Grupo de Estudo e Pesquisa do HUMAP promove “I Curso de Prevenção ao Suicídio” do Brasil

Capelão do HUMAP,
Capelão do HUMAP, Edilson Reis. (Foto: Paulo Francis)

O estado de Mato Grosso do Sul se destaca no cenário nacional por um triste índice, pois aparece em quarto lugar do país no ranking de mortes por suicídios, conforme dados do “Mapa da Violência”, divulgado em 2014. O quadro nacional também apresenta número elevado deste tipo de morte, fazendo com que o Brasil figure em oitavo lugar no ranking mundial, segundo pesquisa da Organização Mundial da Saúde (OMS).

Segundo o Capelão do Hospital Universitário Maria Aparecida Pedrossian (HUMAP), Edilson Reis, que é um grande estudioso do assunto, os maiores motivos hoje para o ato suicida é a depressão, ou seja, algum distúrbio mental que esse individuo apresenta. Outro fator identificado é que o agrotóxico é um agente que  também pode causar o suicídio, principalmente na região sul do país. “O suicídio é um ato de auto extermínio do individuo onde varias situações da vida dele como o sistema emocional, financeiro, religioso interagem de uma forma complexa que leva a pessoa ao ato suicida. Mas na verdade nós temos percebido nos estudos que esse individuo não quer morrer, ele quer simplesmente se livrar do problema e do sofrimento que está passando”, conta.

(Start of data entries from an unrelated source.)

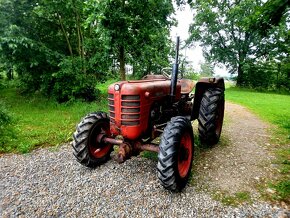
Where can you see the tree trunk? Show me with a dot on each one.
(240, 78)
(122, 62)
(65, 35)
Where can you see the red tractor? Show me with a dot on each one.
(142, 110)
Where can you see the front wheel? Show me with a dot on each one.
(211, 115)
(86, 148)
(176, 154)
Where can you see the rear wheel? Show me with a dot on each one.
(211, 115)
(87, 149)
(176, 154)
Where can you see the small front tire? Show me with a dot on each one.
(86, 148)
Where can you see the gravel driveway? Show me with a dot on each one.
(47, 183)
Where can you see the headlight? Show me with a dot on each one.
(117, 87)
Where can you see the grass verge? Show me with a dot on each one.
(39, 122)
(275, 109)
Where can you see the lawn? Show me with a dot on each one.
(273, 108)
(41, 122)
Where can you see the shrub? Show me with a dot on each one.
(5, 120)
(71, 82)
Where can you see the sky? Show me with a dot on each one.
(194, 54)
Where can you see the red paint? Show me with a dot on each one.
(184, 155)
(130, 106)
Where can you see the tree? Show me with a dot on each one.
(206, 69)
(137, 32)
(218, 25)
(269, 15)
(222, 27)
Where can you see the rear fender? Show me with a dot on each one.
(202, 85)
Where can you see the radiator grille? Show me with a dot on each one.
(111, 107)
(130, 110)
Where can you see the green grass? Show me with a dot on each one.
(275, 109)
(41, 122)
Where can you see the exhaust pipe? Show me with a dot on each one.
(174, 74)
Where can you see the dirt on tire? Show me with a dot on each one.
(242, 159)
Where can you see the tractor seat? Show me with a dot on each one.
(187, 86)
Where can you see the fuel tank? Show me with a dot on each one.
(130, 104)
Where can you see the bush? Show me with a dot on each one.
(71, 82)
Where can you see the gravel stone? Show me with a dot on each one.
(49, 183)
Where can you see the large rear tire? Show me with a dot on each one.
(86, 148)
(211, 115)
(176, 154)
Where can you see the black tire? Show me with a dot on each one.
(211, 115)
(176, 154)
(86, 149)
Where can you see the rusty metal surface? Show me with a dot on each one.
(186, 86)
(149, 147)
(125, 152)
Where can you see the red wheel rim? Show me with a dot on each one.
(184, 155)
(96, 149)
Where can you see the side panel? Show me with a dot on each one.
(202, 85)
(130, 105)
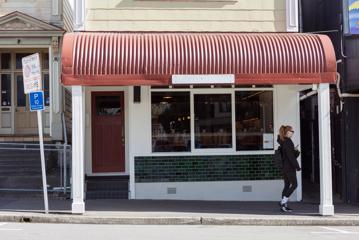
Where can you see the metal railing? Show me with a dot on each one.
(62, 164)
(59, 157)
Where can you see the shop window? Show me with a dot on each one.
(170, 121)
(5, 90)
(46, 89)
(213, 121)
(254, 120)
(5, 61)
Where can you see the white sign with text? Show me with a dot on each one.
(31, 70)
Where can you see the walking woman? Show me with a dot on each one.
(290, 165)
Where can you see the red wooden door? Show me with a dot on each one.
(108, 132)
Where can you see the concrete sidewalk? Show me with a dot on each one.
(175, 212)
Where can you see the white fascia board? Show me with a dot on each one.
(292, 15)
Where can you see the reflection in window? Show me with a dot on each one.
(170, 121)
(5, 90)
(213, 121)
(5, 61)
(21, 97)
(108, 105)
(254, 120)
(46, 89)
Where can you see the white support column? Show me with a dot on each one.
(78, 149)
(326, 207)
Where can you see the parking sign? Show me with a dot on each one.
(31, 73)
(36, 101)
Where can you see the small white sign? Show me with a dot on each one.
(268, 141)
(31, 73)
(203, 79)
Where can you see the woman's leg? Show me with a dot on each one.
(286, 185)
(292, 178)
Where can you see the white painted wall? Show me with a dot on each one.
(286, 111)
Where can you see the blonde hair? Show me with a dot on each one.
(283, 131)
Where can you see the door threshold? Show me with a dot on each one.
(23, 138)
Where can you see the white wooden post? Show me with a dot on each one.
(326, 207)
(78, 149)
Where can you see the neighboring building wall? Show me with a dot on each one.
(68, 15)
(220, 15)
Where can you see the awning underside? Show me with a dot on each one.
(118, 59)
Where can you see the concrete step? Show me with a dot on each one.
(31, 194)
(107, 195)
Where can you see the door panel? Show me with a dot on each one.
(108, 141)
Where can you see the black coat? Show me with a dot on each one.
(289, 155)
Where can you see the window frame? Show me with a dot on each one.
(213, 151)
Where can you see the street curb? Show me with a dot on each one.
(319, 221)
(83, 219)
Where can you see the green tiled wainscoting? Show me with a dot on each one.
(205, 168)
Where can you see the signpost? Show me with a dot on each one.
(33, 85)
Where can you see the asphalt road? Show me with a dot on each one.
(36, 231)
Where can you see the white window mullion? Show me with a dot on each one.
(192, 120)
(234, 143)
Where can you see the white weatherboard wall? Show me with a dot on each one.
(286, 111)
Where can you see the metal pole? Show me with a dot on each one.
(65, 166)
(43, 168)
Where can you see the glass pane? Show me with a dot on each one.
(46, 89)
(5, 90)
(19, 56)
(171, 122)
(254, 120)
(5, 61)
(21, 97)
(213, 121)
(45, 61)
(108, 105)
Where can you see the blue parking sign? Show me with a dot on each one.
(36, 101)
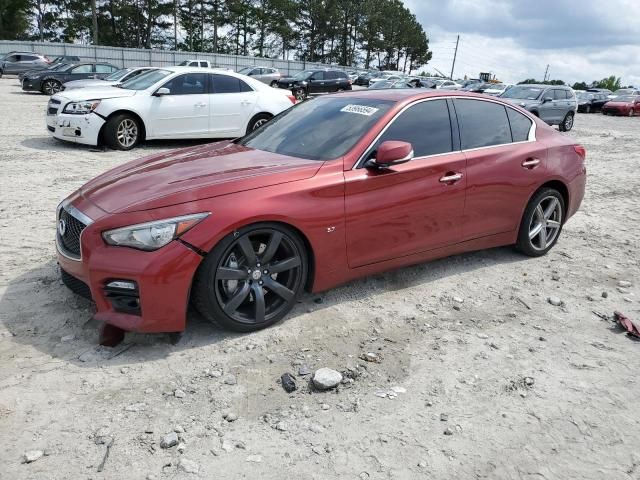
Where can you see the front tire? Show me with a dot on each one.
(541, 223)
(122, 132)
(252, 278)
(567, 123)
(51, 87)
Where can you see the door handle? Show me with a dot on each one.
(451, 177)
(531, 163)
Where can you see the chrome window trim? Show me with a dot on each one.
(74, 212)
(532, 131)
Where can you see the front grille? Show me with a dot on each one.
(68, 233)
(76, 285)
(53, 106)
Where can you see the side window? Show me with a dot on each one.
(425, 125)
(82, 69)
(228, 84)
(560, 94)
(482, 124)
(520, 125)
(187, 84)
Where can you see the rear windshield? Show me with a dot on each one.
(523, 93)
(319, 129)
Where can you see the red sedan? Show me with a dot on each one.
(333, 189)
(627, 105)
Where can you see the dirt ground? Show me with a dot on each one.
(479, 375)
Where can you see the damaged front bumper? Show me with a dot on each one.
(83, 129)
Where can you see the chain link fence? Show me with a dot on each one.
(137, 57)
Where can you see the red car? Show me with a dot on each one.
(627, 105)
(333, 189)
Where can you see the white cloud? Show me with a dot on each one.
(580, 40)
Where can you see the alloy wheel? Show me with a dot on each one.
(127, 133)
(258, 276)
(545, 223)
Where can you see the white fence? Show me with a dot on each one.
(134, 57)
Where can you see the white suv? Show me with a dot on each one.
(173, 102)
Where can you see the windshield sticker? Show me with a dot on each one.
(359, 109)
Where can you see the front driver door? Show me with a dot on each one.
(412, 207)
(184, 112)
(232, 103)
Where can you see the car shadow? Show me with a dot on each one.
(48, 143)
(37, 310)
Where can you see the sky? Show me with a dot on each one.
(580, 40)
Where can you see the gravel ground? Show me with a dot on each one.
(475, 373)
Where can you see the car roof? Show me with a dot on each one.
(400, 95)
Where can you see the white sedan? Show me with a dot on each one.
(167, 103)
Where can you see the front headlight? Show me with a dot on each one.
(152, 235)
(81, 108)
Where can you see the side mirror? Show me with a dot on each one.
(391, 153)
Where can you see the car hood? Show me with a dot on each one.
(94, 93)
(191, 174)
(88, 83)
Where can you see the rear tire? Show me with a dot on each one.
(257, 121)
(122, 132)
(541, 223)
(252, 278)
(567, 123)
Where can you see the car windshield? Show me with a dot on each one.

De acordo com Edilson, a Organização Mundial de Saúde, baseada nos especialistas que atuam na prevenção e estudam esse fenômeno, realizou vários estudos e produziu manuais, sendo um deles a “Mídia e Suicídio: Formas de Prevenção”, que aborda a questão da divulgação do suicídio em noticiários e jornais ter o poder de influenciar outras pessoas fragilizadas a cometer tal ato. “O manual aponta que é um ato que tem que ser noticiado sim mas de uma forma profissional, apresentando principalmente as alternativas que existem na sociedade, onde as pessoas podem buscar ajuda. O problema é que muitas pessoas não buscam ajuda por existir um mito na sociedade e nas religiões que o ato suicida é um ato condenatório, mas não é bem assim, pois uma dor não compartilhada dói mais”, explica.

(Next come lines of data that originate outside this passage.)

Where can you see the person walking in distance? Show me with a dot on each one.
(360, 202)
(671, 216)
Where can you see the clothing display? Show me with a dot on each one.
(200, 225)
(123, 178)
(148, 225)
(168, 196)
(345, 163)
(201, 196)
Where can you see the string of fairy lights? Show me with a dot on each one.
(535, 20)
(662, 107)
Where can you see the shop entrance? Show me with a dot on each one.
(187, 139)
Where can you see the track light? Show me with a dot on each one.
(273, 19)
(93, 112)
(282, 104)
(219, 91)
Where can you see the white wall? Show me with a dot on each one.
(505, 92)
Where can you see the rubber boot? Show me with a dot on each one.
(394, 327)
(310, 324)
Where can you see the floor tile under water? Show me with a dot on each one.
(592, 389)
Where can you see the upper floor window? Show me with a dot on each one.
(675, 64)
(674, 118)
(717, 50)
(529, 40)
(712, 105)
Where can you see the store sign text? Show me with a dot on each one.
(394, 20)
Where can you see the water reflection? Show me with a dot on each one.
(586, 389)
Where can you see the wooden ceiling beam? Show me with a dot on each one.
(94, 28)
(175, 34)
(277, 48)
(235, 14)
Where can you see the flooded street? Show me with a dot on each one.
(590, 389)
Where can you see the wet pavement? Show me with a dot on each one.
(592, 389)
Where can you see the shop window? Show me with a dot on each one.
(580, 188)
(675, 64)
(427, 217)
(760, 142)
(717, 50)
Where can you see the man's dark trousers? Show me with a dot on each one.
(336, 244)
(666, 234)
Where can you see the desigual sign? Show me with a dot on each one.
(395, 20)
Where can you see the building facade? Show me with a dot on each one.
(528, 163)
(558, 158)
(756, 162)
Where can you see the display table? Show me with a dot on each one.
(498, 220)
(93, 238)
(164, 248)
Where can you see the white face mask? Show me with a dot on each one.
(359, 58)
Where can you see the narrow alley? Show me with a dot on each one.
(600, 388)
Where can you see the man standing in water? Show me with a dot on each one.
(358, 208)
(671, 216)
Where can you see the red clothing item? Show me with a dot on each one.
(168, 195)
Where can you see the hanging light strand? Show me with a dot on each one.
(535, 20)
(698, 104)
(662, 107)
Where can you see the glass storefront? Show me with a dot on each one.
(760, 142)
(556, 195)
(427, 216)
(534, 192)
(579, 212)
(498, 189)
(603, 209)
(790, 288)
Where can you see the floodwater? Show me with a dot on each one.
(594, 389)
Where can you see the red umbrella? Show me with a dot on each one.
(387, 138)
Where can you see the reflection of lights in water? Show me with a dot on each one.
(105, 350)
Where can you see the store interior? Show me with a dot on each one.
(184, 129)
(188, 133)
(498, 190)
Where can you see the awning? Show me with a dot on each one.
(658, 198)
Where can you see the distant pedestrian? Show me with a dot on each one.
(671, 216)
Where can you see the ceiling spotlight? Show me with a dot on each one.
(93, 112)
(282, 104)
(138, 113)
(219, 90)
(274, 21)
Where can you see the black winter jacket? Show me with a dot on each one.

Ele ressalta que através da informação da mídia população vai ter absoluta certeza que é um ato que tem como a pessoa sair. Segundo estudos da Organização Mundial de Saúde quase 80% dos suicídios poderiam ser evitados se tivessem alternativas de tratamento disponibilizadas e informações adequadas. “Durkheim que estudou este tema a quase 100 anos atras, nos relata que o suicídio é uma denuncia individual de uma crise coletiva, portanto se existe uma crise nós temos que ver o foco e apresentar uma solução para isso” afirma.

Edilson Reis aproveita o espaço para divulgar o “I Curso de Prevenção ao Suicídio” do Brasil, promovido pelo Grupo de Estudo e Pesquisa em Boética do HUMAP. O público alvo são profissionais de saúde, da segurança pública e da área da educação, além de universitários, residentes, preceptores, tutores, docentes, religiosos e comunidade em geral.

O curso é gratuito e acontece de 28 de julho a 30 de novembro deste ano. Ao todo, serão 50 vagas e os interessados devem enviar os dados até o dia 18 de julho para o email: [email protected] A carga total é de 200 horas e as aulas serão realizadas terças e quartas-feiras, das 19h às 22h, no Auditório 1 da Faculdade de Medicina/FAMED-UFMS.